What these three incidents tell us is that it is essential to build privacy into business as usual practices and new projects from the very beginning, and that policies and procedures must be embedded into the culture of an organisation and acted on.

Of course, what constitutes ‘reasonable steps’ will always depend on the circumstances. When investigating a privacy breach I will always consider a number of factors. The Guide discusses all of these considerations in detail so I encourage you to refer to it.

APP 11

I now want to touch on the new APP 11 — security of personal information.

APP 11 will replace the existing IPP 4 and NPP 4 on data security. The obligations remain largely the same.
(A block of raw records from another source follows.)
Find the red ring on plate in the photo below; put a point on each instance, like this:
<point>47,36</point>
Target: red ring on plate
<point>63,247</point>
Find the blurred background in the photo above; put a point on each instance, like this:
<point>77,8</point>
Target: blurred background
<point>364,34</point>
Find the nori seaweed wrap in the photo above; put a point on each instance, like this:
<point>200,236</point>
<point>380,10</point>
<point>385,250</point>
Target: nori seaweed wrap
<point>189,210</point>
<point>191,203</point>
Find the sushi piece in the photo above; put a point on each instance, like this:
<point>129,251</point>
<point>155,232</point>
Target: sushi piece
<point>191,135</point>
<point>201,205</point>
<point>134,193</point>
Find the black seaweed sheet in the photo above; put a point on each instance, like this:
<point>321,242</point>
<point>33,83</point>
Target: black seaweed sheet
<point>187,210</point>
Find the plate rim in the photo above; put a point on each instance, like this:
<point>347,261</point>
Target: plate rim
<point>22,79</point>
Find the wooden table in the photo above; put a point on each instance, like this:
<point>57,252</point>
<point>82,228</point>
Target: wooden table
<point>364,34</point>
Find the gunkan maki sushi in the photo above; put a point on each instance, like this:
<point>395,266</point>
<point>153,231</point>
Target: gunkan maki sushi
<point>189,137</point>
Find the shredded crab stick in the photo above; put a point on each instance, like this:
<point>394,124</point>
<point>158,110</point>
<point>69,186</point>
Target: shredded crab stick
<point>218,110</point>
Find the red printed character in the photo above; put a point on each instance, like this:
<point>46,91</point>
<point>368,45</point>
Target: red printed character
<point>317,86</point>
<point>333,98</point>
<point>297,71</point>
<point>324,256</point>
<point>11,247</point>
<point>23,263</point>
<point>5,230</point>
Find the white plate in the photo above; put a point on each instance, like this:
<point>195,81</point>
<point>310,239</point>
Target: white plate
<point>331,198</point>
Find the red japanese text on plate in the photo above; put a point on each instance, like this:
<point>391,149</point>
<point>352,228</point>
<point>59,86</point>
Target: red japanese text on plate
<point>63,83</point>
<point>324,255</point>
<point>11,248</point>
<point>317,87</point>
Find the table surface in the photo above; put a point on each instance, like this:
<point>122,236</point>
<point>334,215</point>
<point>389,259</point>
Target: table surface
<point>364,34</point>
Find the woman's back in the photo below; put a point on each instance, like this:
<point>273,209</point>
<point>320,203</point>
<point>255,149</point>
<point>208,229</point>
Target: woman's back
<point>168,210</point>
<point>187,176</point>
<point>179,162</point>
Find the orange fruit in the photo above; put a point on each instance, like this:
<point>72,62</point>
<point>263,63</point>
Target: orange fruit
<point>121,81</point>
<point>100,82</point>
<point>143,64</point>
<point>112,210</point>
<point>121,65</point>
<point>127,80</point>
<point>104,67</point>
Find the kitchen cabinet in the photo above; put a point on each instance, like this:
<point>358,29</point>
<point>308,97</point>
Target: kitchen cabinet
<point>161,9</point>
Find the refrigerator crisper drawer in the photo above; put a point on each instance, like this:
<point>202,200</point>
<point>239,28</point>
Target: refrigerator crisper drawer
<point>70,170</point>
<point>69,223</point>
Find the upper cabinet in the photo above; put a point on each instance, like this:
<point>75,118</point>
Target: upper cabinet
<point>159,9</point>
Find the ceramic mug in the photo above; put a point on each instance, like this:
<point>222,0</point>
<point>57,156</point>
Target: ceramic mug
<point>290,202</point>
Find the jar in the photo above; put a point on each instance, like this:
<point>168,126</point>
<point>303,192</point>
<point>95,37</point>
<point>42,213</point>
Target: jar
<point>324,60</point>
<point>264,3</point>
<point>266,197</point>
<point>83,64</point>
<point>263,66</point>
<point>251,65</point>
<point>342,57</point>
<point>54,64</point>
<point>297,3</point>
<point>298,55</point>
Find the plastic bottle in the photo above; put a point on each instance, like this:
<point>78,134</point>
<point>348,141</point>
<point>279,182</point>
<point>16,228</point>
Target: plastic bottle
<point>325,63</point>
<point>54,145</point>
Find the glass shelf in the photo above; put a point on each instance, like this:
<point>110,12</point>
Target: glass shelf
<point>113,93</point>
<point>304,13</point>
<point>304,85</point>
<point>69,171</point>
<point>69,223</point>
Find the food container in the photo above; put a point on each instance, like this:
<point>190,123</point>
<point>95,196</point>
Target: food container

However, under APP 11, an entity must now take reasonable steps to protect personal information it holds from misuse, interference and loss, and from unauthorised access, modification or disclosure.

The inclusion of ‘interference’ is new and recognises that attacks on personal information may not be limited to misuse or loss and may include interference that doesn’t amount to modification of the content or information. This new element may require additional measures to be taken to protect against computer attacks and other interferences of this nature, but the requirement is conditional on steps being ‘reasonable in the circumstances’.

The reforms and my enforcement approach

I do not have time to go through the various privacy reforms today. If you are not familiar with changes, I strongly encourage you to check out the privacy reform page and Privacy Awareness Week resources available on the OAIC website. I also encourage you to join the OAIC’s Privacy Connections network for private sector organisations and stay in touch with iappANZ—the industry association for privacy professionals.

However, I did want to note that from March 2014 I will have a range of new enforcement powers to ensure compliance with the Privacy Act. For example, I will be able to conduct Performance Assessments of private sector organisations. These assessments may be conducted at any time, so I am putting businesses on notice that they need to have their systems and processes in place to be ready at all times for a Performance Assessment.

I will also have new enforcement powers and remedies in regards to own motion investigations. I will be able to make a determination, accept written undertakings that will be enforceable through the courts, or apply for civil penalty orders of up to $340,000 for individuals and up to $1.7 million for companies.

I will not be taking a softly softly approach to these new powers. Let’s remember that the public sector have been working with the Privacy Act for nearly 25 years and the private sector for over 12 years, so these concepts are not new.

I would note that since I became Privacy Commissioner in mid-2010, I have been telling business and government that my focus will always be on resolving the majority of complaints via conciliation.

The business case

But I also want to emphasise that it is not all about the penalties. There is a very compelling business case to be made for privacy. As one senior privacy officer recently observed, it’s about the bigger question of how we create better privacy options for our customers. Further, if an organisation mishandles the personal information of its clients or customers, it risks the serious financial consequences associated with remediation, loss of trust and considerable harm to the organisation’s reputation, loss of customers and even serious impact on the organisation’s capacity to perform its core functions or activities. Recent research conducted in Australia indicates that 78% of Australians have refused to provide personal information online due to Privacy concerns, and a recent global survey reported in the Economist found that 66% of the 758 internet users surveyed said that the sometimes did not buy a product or service because of concerns about the security and privacy of their personal information.

The business case is simply that good privacy practice is good business practice.